[SUMMER TV] 10 séries à (re)découvrir cet été

L’été n’est pas encore terminé, voire il commence peut-être pour vous. Pas de panique, l’ère du Peak TV est là pour s’assurer que vous aurez toujours quelque chose de sympatoche à binger sous le coude, entre deux séances de bronzage. Ou de tournage de pouces parce que, avouons-le, au bureau en août, c’est plutôt calme. Je ne juge pas 😉

Orange Is The New Black – Saison 7

Le pitch de la saison : Piper est sortie de prison et se retrouve confrontée à la réalité d’une liberté qui a un prix.
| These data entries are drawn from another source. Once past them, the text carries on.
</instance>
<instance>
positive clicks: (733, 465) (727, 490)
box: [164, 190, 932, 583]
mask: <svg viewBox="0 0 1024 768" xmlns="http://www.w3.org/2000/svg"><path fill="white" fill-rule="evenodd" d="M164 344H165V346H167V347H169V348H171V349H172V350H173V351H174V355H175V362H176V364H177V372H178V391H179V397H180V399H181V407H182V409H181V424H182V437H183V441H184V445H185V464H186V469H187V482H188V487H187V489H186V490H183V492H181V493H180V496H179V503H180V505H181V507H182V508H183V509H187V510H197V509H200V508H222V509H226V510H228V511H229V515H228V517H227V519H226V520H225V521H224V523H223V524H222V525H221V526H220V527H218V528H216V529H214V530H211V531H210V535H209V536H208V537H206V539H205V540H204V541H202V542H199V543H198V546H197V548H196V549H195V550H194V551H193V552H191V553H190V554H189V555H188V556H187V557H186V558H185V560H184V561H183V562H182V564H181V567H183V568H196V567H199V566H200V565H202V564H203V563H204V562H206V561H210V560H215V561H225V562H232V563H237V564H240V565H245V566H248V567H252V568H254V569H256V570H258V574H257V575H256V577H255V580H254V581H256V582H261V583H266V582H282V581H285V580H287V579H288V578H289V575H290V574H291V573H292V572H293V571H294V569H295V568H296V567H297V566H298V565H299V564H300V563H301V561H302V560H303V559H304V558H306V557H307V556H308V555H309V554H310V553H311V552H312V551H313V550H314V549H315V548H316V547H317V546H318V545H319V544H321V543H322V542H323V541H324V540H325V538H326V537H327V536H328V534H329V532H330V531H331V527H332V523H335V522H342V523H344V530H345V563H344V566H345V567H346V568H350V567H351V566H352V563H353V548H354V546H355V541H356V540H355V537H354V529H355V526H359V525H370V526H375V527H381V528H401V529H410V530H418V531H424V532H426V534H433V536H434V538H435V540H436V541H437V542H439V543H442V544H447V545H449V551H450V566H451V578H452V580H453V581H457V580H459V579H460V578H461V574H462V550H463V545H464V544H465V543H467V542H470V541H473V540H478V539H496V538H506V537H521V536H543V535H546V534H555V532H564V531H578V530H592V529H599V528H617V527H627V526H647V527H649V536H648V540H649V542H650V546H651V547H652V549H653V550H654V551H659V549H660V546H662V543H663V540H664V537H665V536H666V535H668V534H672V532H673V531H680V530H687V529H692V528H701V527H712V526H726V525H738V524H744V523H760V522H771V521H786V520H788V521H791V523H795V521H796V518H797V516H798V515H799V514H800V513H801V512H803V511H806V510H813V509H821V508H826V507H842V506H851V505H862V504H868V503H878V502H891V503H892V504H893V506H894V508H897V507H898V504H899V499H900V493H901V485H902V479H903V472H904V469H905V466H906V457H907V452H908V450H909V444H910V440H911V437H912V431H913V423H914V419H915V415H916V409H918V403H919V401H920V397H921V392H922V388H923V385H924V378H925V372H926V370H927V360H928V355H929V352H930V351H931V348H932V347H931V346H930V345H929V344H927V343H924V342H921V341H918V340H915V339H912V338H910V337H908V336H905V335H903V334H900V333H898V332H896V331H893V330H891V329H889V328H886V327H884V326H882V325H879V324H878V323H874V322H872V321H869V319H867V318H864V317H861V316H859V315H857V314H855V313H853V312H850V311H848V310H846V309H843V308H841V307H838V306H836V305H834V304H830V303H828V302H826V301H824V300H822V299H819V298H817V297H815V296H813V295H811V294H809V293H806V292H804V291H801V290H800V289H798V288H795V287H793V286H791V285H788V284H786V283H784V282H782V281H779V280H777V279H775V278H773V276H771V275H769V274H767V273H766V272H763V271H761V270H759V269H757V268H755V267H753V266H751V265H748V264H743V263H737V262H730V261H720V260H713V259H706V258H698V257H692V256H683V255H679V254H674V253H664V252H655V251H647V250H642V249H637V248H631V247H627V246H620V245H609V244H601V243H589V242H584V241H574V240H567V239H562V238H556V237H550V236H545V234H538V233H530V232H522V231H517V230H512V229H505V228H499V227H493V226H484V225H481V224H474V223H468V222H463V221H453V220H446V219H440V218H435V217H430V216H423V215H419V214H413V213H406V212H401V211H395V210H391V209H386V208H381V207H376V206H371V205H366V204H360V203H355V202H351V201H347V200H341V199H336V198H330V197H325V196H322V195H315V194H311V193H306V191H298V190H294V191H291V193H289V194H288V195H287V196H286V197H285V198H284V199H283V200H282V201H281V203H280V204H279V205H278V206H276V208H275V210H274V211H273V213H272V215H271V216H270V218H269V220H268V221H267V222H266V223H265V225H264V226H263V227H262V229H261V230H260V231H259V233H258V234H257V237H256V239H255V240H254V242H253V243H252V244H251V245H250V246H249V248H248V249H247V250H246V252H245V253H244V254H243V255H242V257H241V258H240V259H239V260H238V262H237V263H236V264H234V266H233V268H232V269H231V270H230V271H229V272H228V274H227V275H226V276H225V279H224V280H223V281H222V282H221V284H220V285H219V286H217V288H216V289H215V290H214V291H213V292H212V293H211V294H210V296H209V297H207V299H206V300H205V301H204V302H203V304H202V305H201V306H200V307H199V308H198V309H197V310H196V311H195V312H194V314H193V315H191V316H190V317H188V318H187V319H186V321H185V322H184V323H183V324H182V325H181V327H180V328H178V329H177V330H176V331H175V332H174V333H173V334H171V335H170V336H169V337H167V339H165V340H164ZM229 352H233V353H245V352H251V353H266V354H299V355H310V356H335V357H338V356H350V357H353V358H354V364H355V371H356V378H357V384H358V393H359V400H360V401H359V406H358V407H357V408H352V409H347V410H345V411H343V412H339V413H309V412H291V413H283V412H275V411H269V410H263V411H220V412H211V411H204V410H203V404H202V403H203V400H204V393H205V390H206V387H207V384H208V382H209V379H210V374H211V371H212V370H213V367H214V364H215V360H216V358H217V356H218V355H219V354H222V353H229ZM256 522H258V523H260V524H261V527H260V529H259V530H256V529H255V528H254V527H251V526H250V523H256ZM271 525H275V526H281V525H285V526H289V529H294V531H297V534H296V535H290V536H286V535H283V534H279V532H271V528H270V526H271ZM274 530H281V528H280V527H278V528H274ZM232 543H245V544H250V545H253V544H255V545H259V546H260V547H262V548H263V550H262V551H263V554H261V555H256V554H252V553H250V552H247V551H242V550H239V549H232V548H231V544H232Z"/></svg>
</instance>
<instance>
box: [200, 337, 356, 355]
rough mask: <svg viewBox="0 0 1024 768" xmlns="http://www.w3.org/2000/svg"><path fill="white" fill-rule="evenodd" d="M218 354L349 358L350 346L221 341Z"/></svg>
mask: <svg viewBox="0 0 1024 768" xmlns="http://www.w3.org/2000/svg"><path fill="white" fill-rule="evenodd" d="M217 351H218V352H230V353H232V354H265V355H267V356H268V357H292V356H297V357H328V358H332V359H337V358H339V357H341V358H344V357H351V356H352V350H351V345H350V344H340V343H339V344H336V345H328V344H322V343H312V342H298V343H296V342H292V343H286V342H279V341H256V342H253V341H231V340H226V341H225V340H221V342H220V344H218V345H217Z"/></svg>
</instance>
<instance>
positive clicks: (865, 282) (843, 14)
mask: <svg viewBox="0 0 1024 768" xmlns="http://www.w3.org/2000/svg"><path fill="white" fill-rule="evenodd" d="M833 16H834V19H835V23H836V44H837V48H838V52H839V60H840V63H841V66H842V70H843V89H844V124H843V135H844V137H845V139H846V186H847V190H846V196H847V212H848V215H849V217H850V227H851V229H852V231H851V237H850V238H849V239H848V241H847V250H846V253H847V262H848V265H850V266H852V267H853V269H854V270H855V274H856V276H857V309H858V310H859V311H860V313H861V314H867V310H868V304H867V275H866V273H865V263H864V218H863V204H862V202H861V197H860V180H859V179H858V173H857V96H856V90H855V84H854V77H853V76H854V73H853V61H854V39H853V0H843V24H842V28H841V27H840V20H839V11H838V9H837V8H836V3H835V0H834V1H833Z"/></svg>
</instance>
Derrière les barreaux du QHS, Taystee affronte la perpétuité, Alex tente d’éviter les problèmes et Daya continue de s’enfoncer dans la drogue, tandis qu’on découvre également la détention des femmes immigrées clandestines. A l’intérieur comme à l’extérieur de la prison, la machine judiciaire est rouillées par l’injustice et affecte aussi bien les coupables, que les victimes.
Créée par Jenji Kohan
Avec Taylor Schilling, Kate Mulgrew, Natasha Lyonne, Danielle Brooks, Uzo Aduba, Nick Sandow…
Disponible sur Netflix

Mon avis : L’heure des adieux a sonné et, une fois n’est pas coutume, Netflix laisse une de ses séries phares se terminer proprement et avec brio (une pensée émue pour les fans de la série The OA). Cette dernière saison est marqués par l’émotion, avec de nombreux adieux et des pages qui se tournent sur des notes souvent amères, ainsi que par la résilience, à travers le parcours de femmes dont la force est confrontée à des choix malheureux ou à un système judiciaire rigide, souvent manié par des profiteurs. Quelque soit la raison qui a amené nos héroïnes derrière les barreaux, Orange Is The New Black célèbre ses héroïnes avec dignité, soulignant cette fois l’entraide et l’humanité qui règnent dans un microcosme souvent dépeint par l’injustice, la violence et la corruption. Il y aura des pertes (soudaines, brutales), des abandons, de rares moments d’espoirs et, surtout, une conclusion excellente.
À tenter parce que c’est une des meilleures séries du moment qui se termine et qui le fait bien.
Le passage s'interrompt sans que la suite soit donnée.